Enfin, ses neveux la gèrent et lui dessine. Je lui ai demandé pourquoi il ne laisserait pas le ruban pour peindre de grandes toiles. Il m’a répondu qu’à son âge, cela lui serait trop douloureux de découvrir qu'il était capable de plus.
Il a ajouté que la douleur serait toute aussi grande s’il se rendait compte de l’inverse, de son manque de talent artistique.
Ses paroles m’ont d’abord fendues le cœur, puis, elles m’ont mises en colère. Je crois Augustine que se complaire dans la facilité est une forme de lâcheté. J’ai beau être aveugle, j’y vois clair maintenant.

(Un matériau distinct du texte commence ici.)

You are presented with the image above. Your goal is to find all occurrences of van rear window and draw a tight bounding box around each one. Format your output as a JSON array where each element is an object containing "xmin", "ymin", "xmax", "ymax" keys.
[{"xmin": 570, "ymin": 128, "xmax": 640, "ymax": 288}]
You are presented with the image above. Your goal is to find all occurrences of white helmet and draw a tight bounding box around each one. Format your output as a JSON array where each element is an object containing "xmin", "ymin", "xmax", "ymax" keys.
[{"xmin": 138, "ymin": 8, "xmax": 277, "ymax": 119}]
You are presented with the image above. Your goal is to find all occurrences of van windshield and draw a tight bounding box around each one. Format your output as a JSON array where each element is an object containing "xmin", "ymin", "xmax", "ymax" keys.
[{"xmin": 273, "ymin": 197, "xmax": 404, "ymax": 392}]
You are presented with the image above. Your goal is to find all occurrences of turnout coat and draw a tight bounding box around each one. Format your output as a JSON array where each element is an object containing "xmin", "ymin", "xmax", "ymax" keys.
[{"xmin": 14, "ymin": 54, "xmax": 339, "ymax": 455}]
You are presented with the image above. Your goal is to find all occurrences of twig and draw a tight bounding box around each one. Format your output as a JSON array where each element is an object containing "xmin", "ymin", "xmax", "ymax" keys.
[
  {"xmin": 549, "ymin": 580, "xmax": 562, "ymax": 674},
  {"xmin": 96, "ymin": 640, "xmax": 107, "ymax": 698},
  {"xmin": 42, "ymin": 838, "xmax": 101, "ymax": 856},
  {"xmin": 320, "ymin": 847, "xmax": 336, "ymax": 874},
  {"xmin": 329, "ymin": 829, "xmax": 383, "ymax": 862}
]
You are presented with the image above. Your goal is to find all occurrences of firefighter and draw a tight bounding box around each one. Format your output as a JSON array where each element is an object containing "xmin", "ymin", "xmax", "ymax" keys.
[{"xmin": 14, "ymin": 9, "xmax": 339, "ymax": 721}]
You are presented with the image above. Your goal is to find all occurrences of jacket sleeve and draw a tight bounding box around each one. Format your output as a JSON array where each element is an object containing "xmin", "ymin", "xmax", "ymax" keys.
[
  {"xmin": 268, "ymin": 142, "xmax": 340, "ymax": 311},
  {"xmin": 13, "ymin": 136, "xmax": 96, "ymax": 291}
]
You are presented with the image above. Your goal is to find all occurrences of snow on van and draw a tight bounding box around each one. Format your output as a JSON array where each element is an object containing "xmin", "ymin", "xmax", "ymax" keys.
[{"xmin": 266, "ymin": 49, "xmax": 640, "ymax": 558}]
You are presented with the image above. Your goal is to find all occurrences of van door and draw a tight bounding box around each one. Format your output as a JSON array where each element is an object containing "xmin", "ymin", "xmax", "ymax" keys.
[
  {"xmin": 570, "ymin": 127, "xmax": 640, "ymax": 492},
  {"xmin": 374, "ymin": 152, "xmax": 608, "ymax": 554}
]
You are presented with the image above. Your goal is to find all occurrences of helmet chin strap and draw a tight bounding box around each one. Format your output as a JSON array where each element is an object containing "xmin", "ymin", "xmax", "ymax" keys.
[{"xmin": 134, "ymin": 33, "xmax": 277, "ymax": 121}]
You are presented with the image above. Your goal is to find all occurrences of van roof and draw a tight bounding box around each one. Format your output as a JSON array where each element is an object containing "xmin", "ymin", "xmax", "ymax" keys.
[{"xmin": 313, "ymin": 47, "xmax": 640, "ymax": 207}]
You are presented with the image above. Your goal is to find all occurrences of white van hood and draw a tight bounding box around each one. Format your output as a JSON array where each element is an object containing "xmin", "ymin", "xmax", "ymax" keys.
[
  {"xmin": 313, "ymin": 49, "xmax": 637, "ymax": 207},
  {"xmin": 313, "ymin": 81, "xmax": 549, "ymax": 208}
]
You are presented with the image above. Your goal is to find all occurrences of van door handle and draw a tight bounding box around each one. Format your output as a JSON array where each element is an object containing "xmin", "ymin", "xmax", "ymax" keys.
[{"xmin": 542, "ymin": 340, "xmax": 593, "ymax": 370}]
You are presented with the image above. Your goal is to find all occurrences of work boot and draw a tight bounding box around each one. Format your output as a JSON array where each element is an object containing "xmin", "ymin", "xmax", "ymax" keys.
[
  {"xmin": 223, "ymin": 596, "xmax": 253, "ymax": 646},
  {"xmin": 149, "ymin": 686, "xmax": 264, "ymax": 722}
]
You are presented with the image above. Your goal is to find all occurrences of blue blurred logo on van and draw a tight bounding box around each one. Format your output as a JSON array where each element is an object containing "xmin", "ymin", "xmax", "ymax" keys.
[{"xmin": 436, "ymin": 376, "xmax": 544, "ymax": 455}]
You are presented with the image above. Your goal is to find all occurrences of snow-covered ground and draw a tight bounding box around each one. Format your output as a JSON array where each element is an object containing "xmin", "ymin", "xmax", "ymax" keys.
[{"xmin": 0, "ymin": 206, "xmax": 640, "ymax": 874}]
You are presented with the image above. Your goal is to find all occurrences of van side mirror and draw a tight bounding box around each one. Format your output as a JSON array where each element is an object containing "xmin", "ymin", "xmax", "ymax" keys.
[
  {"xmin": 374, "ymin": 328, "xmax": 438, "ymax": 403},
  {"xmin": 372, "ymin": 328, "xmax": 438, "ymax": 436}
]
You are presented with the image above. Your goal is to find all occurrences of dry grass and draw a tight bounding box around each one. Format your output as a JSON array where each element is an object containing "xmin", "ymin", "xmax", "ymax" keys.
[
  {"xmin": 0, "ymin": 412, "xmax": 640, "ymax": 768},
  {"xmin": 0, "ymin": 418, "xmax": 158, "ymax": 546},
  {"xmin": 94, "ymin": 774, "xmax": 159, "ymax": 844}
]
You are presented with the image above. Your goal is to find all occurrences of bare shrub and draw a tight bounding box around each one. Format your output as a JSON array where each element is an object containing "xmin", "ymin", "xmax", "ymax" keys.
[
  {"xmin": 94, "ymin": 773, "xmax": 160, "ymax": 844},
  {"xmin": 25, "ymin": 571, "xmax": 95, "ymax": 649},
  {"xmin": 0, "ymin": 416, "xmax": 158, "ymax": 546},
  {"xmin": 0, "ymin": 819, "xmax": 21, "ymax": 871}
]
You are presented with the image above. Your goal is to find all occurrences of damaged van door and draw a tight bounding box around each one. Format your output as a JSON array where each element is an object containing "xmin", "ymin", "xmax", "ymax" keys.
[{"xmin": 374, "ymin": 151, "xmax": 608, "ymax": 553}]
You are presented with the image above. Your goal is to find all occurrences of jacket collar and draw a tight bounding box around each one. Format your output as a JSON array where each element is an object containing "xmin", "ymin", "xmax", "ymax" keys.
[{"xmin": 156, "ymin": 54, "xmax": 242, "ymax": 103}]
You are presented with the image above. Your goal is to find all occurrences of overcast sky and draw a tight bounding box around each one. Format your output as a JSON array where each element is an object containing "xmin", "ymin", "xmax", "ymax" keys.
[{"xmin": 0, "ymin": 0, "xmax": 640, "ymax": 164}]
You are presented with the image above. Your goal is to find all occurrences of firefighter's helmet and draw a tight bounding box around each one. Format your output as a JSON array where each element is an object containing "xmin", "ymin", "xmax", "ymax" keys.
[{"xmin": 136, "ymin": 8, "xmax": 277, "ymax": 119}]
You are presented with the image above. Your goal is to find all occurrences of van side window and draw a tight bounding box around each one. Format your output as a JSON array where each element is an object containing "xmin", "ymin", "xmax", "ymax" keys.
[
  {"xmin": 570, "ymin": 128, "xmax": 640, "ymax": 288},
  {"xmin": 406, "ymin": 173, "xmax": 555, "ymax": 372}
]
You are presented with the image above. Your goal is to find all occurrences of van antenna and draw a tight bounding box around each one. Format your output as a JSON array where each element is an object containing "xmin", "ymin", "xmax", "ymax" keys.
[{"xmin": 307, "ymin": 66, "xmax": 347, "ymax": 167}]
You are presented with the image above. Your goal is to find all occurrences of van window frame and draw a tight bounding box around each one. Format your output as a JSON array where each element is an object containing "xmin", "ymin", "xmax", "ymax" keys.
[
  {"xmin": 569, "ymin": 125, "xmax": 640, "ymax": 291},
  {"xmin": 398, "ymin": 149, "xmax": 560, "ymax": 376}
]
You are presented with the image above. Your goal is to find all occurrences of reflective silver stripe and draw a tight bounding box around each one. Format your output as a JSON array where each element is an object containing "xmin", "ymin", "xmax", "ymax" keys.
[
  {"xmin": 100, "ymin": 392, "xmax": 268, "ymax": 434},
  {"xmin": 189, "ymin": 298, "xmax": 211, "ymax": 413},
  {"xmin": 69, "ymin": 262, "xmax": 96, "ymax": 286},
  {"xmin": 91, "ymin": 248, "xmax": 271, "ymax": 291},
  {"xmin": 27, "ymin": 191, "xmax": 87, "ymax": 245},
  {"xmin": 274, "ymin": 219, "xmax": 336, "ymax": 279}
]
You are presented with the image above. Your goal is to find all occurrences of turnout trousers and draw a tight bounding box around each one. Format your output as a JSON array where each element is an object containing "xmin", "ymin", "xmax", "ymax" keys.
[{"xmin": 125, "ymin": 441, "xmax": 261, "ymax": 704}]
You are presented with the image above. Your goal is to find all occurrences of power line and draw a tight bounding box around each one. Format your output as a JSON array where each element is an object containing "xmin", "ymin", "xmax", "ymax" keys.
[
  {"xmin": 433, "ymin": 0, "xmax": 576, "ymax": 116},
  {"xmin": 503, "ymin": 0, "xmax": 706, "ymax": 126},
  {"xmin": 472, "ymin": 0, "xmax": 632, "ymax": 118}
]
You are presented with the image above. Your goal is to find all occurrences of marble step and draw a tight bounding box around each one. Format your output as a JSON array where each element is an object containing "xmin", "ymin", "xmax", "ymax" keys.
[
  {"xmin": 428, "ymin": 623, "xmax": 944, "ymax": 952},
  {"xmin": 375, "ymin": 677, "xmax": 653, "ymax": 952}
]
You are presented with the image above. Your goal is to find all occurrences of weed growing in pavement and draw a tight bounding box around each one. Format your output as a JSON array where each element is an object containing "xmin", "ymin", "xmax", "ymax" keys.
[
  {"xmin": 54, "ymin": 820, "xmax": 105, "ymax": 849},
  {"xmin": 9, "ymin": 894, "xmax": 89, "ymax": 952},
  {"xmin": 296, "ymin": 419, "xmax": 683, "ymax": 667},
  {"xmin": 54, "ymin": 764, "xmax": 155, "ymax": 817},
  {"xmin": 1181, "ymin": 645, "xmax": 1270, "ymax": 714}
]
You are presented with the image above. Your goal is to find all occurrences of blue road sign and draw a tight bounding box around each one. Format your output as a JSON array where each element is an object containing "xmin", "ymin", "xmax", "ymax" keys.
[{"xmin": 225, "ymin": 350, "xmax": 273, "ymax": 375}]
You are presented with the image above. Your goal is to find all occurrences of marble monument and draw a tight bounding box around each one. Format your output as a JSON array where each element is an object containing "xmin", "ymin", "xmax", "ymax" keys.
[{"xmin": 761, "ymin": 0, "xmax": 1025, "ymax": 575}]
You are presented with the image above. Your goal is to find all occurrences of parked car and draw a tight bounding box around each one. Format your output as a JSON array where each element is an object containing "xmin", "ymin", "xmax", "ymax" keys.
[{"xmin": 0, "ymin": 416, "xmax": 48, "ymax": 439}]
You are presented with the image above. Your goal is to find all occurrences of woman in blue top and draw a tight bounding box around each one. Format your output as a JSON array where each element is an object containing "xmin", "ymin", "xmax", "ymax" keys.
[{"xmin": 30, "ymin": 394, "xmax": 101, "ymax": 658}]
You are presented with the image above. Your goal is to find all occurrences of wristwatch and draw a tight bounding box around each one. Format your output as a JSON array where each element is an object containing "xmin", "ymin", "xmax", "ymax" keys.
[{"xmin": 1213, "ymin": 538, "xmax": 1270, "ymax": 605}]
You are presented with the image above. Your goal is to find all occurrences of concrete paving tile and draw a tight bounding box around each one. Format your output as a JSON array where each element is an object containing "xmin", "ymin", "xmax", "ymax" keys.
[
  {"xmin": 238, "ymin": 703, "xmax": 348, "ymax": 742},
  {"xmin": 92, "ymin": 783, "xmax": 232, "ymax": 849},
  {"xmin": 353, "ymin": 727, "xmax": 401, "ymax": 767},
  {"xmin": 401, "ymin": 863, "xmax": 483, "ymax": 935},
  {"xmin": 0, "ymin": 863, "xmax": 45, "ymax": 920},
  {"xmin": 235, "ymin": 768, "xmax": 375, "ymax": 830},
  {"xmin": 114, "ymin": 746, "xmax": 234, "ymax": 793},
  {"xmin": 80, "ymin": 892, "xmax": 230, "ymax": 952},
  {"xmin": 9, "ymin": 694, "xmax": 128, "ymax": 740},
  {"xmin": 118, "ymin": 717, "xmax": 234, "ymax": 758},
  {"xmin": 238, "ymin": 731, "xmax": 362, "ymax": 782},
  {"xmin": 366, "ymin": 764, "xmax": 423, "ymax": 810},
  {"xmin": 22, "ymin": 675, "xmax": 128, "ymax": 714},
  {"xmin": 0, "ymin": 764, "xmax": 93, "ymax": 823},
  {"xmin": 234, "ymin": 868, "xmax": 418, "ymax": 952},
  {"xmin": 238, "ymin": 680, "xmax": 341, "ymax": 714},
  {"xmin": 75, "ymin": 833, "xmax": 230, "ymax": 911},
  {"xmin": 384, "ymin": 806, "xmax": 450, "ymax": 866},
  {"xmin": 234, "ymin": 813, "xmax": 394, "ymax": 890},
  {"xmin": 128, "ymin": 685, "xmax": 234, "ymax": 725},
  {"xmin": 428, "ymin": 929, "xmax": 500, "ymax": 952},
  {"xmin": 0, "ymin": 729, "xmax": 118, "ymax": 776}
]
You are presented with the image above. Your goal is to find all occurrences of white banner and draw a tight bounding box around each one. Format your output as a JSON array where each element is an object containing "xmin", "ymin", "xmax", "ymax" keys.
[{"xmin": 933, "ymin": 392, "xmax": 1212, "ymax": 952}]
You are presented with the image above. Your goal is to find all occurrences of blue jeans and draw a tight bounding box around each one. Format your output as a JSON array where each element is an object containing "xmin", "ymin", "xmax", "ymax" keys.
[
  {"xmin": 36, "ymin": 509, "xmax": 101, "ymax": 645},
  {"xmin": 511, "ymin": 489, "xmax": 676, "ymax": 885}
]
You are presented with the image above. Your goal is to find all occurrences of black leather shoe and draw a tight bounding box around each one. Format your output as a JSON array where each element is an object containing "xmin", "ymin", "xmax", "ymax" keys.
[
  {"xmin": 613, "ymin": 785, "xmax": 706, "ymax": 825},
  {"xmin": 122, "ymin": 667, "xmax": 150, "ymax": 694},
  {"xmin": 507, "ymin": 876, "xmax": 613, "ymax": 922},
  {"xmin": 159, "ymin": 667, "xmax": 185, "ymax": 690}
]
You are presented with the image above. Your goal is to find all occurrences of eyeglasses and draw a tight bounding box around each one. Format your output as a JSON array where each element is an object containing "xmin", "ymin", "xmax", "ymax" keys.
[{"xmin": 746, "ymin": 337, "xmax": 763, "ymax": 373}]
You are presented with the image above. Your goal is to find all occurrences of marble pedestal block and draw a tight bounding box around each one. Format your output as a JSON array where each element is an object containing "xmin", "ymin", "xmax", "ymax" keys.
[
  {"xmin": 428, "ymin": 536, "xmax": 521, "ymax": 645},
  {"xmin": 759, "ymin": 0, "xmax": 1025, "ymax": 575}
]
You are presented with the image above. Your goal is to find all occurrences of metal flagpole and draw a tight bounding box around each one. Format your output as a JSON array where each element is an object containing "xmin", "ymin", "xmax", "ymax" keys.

Des femmes prennent la parole Augustine, ces femmes rejetées par le récent suffrage universel, elles réclament des droits et je ne raterai pas ce dernier rendez-vous.
Ma chère amie, c'est décidé, Saint-Étienne aura sa société de musique mixte ! Après quoi, je pourrai mourir sereine et te rejoindre bien au chaud sous la terre.
Merci d'avoir écouté Gabrielle
Mon adorable Pierre, Le père Pierron est un drôle de curé ! J’apprécie son franc-parler, il ne finasse pas comme un jésuite. Je suis heureuse d’être enfin allée visiter la Charité avec lui. Si tu voyais cet endroit...
Il fourmille de miséreux... Et puis il y a toutes ces femmes de petite vertu. La faim cher époux, la faim pourrait faire tomber dans l’immoralité la plus pieuse des nonnes.
Père Pierron pense que je suis une chrétienne exemplaire. Je n’ai pas osé lui dire que ce n’est pas pour le Christ que je m’investis autant, c’est pour ces filles, pour Augustine partie trop tôt et pour moi sans doute.
Tu sais, fût un temps, je voulais vendre l’entreprise. Cela aurait été une grave erreur. Sans elle et l’argent qu’elle me rapporte, je n’aurais pas pu sauver toutes ces femmes, leur donner un métier, une nouvelle dignité.
Elles me sont si reconnaissantes. Elles m’aident maintenant que je ne vois plus rien, elles me tiennent compagnie maintenant que je suis seule. J’essaie de les instruire.
Augustine disait que seule l’éducation pourra sortir les femmes de l’invisibilité. Cocasse pour une aveugle comme moi ! Cher époux, tu aurais été fier je crois. Tu me manques Pierre.